The corner of Walton and National avenue is coming back to life.
The site is once again set to anchor a thriving dining and business district now that Epping’s on Eastside opened Monday after being dark for more than two years.
The new restaurant, which draws its name from the John G. Epping bottling plant, the original tenant of the building, houses several concepts from executive chef Cole Arimes, who also co-owns Coles 735 Main with his uncle Richard Turnbull.
Coles is an intimate dining space; Epping’s will let Arimes spread out a bit. The new place has seating for about 230.
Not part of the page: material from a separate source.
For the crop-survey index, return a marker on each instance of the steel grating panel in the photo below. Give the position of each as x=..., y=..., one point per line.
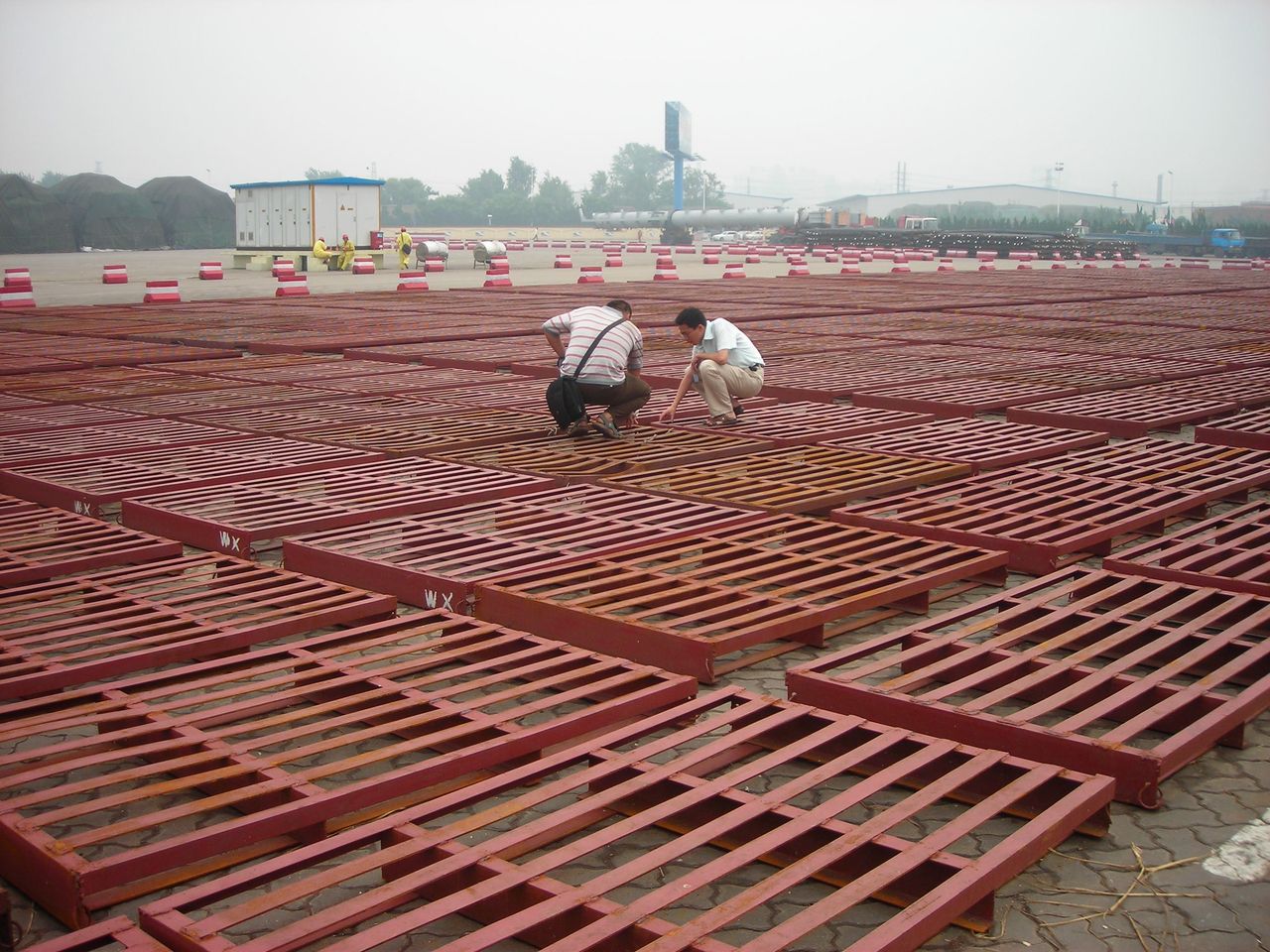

At the entrance, which is at 264 Walton, there is a bakery selling bread, rolls and breakfast pastries made on-site by pastry chef Laura Clay, and Nate’s Coffee. The bakery will open at 8 a.m. seven days a week, with casual seating next door inside the space known as “Poppy and Olive.”
The bakery will also have housemade “pop tarts,” biscuits, upscale French pastries, bread puddings, muffins and desserts, Arimes said.
“We’re going to start it out slow and see what the neighborhood wants,” he said. “If enough people come in and ask for scones, we’ll add scones.”
The Poppy and Olive concept is parent-friendly dining that Arimes said was born out of his own family’s needs. And the restaurant is named for his daughter Hurst, 4, and son Park, 3, who were the size of an olive and a poppy seed, respectively, when they found out they were expected.
Arimes said Poppy and Olive will serve lunch and dinner with expedited table service and a family-friendly menu that is accessible for kids but features great food for grown-ups, too. And in a comfortable atmosphere that will offer the kids craft baskets and other items such as homemade “play-dough” to keep them happy while parents get a decent night out of the house.
One menu possibility for the kids: char-“fruiterie” boards with a selection of fresh fruits.
If the grownups are looking for more of a date-night feel, then Epping’s has that, too. Also open for lunch and dinner, the main dining space will feature subtle decor designed by Haven Home and Garden with a menu from chef de cuisine Nathan Voorhees, full bar and table service.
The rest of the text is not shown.